I made up a quick muslin of this pattern a few months ago. I was pleasantly surprised to find that the size large D-cup seemed to fit nearly perfectly right out of the packet. But then I got too busy to sew, and the muslin disappeared into the vortex of my sewing room. Once I did get to cutting this Marais, all I remembered was that I had been happy with the fit, so I just cut out another size large D.
I used the last of a long-stashed medium-weight navy blue jersey knit. I’m not sure of the exact content, but it definitely contains both rayon and Lycra and has better recovery than my muslin fabric.
I had thrown my muslin together with my serger, and one thing I did remember was that using the serger made it very hard to get those bodice seams sewn neatly. So, this time, I sewed them with a sewing machine and all was well. Once I got the bodice put together, though, I was dismayed to realize that the neckline was a bit too low. This could be due to:
- The fact that I had not sewn the facings on my muslin and didn’t consider that the neckline would be 3/8″ deeper once I did.
- Imprecise cutting.
- The weight of my final fabric, which was heavier than that of my muslin.

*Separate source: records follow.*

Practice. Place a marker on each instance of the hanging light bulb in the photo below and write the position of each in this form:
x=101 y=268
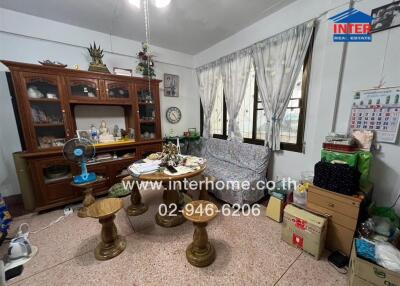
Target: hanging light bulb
x=135 y=3
x=161 y=3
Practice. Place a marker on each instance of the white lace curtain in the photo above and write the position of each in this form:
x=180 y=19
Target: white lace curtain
x=278 y=62
x=209 y=81
x=235 y=72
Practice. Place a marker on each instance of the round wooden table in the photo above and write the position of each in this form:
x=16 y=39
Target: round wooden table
x=200 y=252
x=87 y=189
x=172 y=196
x=111 y=243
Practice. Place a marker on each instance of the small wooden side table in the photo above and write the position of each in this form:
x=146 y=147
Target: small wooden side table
x=200 y=252
x=137 y=207
x=111 y=243
x=172 y=196
x=87 y=189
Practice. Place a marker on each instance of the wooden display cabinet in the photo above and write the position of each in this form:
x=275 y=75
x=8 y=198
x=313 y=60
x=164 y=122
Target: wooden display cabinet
x=46 y=99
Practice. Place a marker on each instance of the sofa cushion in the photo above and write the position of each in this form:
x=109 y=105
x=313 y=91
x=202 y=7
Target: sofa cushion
x=249 y=156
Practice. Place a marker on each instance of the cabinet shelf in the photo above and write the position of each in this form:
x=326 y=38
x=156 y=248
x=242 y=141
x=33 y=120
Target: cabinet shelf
x=44 y=100
x=49 y=119
x=146 y=103
x=48 y=124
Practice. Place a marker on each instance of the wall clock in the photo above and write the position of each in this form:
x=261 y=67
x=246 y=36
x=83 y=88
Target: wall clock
x=174 y=115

I had already serged the facing to the neckline, contrary to the instructions, which recommend sewing this part with a sewing machine. It’s possible that I stretched the neckline while doing this, which could also account for the neckline being too low. In any case, I didn’t want to pick it out, so I ended up taking two tucks out of the neckline to raise it up instead. This was pretty bulky, but the bulk isn’t really noticeable when worn. It’s actually fairly common for me to have to shorten deep necklines, so I will make the adjustment to the pattern for the next time I make this.
When it was time to bind the armholes, I serged the binding to the armhole even though I knew it was not the best idea. And the seam ended up very bulky, bulkier than I had expected. Gee, I wonder why that was?
And once again, I was loath to pick it out. But I also knew the bulky seam would look pretty terrible if I folded it over and stitched it as instructed. So instead, I decided to wrap the binding over the seam allowance and stitch in the ditch of the seam line, creating a band. This actually worked quite well and I like how it looks. The inside finish is not as neat because I didn’t fold the binding over on the inside, but I’ve never been a girl who is super-bothered about the inside of a garment.
Finally, I got to the end of the sew, and realized to my chagrin that I really should have lengthened the top about two inches. I’m 5’8″ and I prefer my tops on the longer side, and if I hadn’t lost my muslin I would have noted this.
I ended up adding length by sewing on some vintage crochet trim from my grandmother’s stash, and I really like the effect. I stretched the hem a little while sewing the trim on to make sure that the woven trim wasn’t too tight. But I should have stretched it a little less than I did; the effect is just a touch more peplum-y than I was going for.
So as you can see, I made a lot of changes on the fly. And this definitely wasn’t the first time I’ve had to do this. But my adjustments all worked and I ended up with a top that I will wear. As you can see in the photos, I’ve tried it with shorts and with high-waisted pants. I definitely prefer it with the high-waisted pants and plan to wear it that way for the remainder of the summer.
I have some orange jersey laid aside to make a second version. For that one, I plan to add 2″ in length and shorten the neckline so that I don’t have to take darts the next time.
What about you? Do you make it work when a project isn’t going the way you had anticipated, or do you move on and try something else?